There are many people out there in the general public in Australia who say: 'Why don't the two sides of parliament work together?'. Well, we are trying to work with the government. In fact, we have an almost identical goal—we both wish to get rid of illegal logging. But what we are doing here is trying to save the government from itself. We are trying to save the government from rushing in and, given the record of this government, which I raised in the second reading debate, we are trying to save it from yet another costly and embarrassing stuff-up on Australia's behalf. We will be judged as being overbearing and overconfident, the colonial masters of the Pacific, and then eventually hauled back to the plate and back to a previous position—as we have just seen on asylum seekers—where we will have to admit that we were wrong.

Of course we, on this side, want to see the end of illegal logging, because there are losers all round—the soil loses, the country loses and the people of the country lose. There are very few winners in illegal logging except, of course, those who steal the resource. But we need to get the regulation right. In fact, the intent of the bill is that it requires the accurate description of legally logged timber products for sale in Australia.

What we are trying to do with the amendments moved by the member for Calare is to ensure that the trading partners have time 'to implement systems that allow traceability and achieve compliance with the regulations and legislation and that, very importantly, Australian importers have the time to design and implement processes for traceability and demonstration of due diligence.' This is because the problem we have with the legislation as it stands is that the onus is on the importer and on the seller of the timber in Australia to prove that the timber was not illegally logged. It is very difficult if you happen to be sitting in your suburban store in Byrneside, or Melbourne or wherever, to look at an article and say: 'Well, I definitely know that the sides were made from legal timber and the back was made from legal timber, but I am not so sure about the inlay in the top.'

Those traders are going to have to rely on the compliance mechanisms of the country from where the timber is sourced. At this stage, they cannot rely on that regulation. Those countries are trying, as we speak, to develop that regulation. We know that these are countries that are not as developed as Australia and that, from time to time, cash might pass under the table to achieve such certification, but this is a chance for these countries who wish to continue this trade with Australia to do the compliance right. Of course, if it is done wrongly and we see major prosecutions in Australia, then we run the risk of the trade stopping altogether. And if the trade stops altogether, we will not see a decrease in forestry in these countries. As we know with any economically traded, agricultural produce, as the price falls, production rises, because people try to cover their losses by harvesting more, planting more and, in the case of illegal forestry, logging more trees, which will find their way to the market. Perhaps this is not in Australia but to somewhere else in the world. The net effect is, in fact, counterproductive.

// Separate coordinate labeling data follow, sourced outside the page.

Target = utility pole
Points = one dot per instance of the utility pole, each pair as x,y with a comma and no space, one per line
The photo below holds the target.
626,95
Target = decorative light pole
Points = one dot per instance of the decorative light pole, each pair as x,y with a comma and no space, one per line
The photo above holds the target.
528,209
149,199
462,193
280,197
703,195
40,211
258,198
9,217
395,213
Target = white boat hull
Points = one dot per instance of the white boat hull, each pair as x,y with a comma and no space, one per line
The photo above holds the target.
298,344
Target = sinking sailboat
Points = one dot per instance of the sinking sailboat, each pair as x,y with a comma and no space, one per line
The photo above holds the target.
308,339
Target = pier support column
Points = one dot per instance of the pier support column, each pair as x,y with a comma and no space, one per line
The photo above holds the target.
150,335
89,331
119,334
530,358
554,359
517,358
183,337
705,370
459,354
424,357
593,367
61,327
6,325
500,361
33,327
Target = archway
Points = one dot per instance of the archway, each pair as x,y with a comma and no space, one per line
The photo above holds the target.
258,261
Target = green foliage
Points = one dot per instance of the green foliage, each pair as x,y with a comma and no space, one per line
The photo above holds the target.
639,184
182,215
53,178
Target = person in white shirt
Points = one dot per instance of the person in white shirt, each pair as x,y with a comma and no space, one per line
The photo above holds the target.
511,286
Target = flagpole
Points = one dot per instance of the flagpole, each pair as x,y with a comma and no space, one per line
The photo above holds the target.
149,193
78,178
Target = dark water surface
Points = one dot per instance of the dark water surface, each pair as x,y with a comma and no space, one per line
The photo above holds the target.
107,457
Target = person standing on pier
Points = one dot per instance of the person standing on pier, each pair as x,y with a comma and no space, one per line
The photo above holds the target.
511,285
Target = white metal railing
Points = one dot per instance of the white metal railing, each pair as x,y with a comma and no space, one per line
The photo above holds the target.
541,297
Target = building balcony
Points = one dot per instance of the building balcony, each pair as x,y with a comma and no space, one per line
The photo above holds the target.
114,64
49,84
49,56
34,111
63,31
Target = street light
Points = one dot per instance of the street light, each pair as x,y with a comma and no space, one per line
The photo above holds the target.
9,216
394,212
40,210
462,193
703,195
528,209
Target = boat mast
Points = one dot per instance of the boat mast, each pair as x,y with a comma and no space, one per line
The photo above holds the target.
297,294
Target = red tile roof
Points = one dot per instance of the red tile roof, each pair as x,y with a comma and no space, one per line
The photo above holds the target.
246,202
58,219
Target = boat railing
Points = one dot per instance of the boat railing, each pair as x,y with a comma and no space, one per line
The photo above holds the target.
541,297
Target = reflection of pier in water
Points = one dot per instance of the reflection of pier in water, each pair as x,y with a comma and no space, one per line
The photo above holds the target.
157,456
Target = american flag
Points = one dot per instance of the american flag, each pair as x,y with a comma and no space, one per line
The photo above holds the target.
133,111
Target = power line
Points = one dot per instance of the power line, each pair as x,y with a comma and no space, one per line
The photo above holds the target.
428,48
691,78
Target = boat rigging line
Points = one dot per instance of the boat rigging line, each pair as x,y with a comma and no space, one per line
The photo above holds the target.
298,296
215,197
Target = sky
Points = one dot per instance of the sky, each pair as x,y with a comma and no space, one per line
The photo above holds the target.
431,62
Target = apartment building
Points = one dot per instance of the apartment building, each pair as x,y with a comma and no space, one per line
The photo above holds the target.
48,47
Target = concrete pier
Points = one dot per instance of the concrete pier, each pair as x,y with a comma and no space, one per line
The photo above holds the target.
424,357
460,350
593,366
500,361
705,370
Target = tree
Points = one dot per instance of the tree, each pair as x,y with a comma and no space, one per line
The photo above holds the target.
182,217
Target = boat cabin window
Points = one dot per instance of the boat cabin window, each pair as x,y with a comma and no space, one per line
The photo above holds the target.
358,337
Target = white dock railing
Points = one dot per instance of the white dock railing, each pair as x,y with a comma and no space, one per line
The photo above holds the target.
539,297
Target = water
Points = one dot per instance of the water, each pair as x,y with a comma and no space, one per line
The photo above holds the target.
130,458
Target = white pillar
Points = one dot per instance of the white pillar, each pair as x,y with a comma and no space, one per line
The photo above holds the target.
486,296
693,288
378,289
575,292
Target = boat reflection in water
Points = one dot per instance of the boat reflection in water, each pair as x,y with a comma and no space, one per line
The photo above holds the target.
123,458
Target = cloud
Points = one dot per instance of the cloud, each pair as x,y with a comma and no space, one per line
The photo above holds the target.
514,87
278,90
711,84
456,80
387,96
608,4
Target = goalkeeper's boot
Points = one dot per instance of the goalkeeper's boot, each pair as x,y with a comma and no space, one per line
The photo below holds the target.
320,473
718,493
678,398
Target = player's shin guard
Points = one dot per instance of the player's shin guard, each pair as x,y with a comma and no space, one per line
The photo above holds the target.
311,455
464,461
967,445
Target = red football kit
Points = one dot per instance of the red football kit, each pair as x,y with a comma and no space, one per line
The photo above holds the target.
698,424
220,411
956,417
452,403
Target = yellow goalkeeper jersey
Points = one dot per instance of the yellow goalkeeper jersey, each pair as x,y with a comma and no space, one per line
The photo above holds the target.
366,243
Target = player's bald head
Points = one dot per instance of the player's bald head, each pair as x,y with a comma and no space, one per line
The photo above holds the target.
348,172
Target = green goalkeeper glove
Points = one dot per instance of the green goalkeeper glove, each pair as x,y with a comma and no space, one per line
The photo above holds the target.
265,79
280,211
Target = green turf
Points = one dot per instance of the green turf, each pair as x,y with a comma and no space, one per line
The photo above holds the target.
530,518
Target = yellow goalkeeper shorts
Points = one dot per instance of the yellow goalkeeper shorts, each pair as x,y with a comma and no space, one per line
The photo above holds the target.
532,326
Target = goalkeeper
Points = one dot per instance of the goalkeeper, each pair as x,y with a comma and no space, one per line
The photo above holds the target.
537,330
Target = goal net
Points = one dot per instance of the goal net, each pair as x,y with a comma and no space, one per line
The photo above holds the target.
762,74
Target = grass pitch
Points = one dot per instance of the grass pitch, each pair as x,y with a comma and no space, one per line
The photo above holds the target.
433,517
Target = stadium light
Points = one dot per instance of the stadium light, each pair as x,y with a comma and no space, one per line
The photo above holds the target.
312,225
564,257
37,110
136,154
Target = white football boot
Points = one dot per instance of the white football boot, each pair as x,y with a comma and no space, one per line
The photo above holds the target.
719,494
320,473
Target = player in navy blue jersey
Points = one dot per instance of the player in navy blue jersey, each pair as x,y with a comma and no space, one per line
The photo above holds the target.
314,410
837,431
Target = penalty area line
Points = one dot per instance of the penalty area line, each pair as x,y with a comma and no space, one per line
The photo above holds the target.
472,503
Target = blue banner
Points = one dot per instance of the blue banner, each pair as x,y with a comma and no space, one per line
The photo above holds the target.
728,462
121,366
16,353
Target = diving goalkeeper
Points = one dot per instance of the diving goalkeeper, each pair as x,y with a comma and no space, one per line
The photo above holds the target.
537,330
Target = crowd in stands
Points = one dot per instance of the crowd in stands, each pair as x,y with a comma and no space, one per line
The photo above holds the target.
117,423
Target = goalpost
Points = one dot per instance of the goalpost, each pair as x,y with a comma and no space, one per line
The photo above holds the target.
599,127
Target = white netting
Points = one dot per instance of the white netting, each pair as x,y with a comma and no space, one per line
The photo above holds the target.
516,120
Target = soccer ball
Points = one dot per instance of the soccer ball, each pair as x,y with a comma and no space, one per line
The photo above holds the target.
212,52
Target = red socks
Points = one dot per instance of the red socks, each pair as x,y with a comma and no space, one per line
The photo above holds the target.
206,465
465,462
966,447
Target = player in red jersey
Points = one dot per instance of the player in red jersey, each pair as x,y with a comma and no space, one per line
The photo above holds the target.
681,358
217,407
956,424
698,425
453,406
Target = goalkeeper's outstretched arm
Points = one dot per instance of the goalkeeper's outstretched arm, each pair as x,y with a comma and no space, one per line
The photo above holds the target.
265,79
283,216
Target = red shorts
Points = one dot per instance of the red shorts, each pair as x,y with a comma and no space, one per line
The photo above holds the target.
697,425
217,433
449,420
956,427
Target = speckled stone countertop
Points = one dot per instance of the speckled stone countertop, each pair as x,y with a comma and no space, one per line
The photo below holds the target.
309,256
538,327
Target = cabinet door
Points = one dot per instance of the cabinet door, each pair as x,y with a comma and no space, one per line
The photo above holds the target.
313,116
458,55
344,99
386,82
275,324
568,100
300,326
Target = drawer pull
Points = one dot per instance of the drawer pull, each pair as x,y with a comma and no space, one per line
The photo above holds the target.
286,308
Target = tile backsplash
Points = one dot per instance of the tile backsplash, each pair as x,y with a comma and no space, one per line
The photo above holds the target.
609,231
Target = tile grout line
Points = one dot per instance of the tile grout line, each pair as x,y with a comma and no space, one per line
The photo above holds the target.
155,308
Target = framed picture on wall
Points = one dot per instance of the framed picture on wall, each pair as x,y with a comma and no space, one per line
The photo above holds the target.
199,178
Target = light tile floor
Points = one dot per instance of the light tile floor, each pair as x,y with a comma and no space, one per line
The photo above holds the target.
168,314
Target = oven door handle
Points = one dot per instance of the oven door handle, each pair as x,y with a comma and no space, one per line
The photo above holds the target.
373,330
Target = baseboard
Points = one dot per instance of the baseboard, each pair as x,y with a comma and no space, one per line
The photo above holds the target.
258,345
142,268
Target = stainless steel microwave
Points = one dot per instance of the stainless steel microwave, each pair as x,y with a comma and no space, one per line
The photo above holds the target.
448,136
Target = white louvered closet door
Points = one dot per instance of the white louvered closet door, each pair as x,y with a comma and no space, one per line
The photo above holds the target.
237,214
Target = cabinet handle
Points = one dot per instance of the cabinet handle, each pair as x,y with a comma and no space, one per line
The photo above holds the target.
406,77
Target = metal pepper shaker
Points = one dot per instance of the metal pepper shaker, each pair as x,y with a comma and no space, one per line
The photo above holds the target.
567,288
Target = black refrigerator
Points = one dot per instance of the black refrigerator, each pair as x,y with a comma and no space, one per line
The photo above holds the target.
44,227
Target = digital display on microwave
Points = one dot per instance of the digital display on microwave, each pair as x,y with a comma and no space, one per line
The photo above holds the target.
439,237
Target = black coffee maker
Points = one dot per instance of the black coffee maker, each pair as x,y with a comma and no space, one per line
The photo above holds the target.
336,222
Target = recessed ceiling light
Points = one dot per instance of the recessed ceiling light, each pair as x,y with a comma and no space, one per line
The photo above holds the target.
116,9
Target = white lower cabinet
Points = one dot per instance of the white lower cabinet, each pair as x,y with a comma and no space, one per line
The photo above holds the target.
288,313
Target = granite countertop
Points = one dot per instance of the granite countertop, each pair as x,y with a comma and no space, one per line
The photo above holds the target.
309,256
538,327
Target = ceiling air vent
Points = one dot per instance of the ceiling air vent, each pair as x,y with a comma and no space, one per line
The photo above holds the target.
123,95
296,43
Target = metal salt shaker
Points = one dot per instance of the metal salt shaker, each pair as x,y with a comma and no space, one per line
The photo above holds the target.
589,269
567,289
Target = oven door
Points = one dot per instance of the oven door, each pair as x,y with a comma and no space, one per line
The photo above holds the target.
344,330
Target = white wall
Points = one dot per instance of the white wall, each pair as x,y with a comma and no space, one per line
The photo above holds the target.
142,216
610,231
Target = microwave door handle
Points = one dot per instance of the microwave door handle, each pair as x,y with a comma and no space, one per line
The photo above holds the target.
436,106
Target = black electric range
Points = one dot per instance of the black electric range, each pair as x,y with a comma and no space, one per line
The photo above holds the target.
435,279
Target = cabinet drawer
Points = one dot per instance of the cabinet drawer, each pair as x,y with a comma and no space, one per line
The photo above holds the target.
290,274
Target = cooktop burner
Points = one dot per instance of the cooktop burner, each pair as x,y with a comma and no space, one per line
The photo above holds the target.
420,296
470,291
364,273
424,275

We do not come into this chamber in a belligerent manner. We are not shouting at the government. We are saying: 'Just hold up a bit. Let's see if for once we can get something right.' Then we can go back to the people of Australia and say, 'Yes, we have had an intelligent conversation, and we have come to an intelligent compromise.' That is what the member for Calare is asking for. That is why I am supporting his amendments. And that is why the government ought to perhaps listen to us on this one.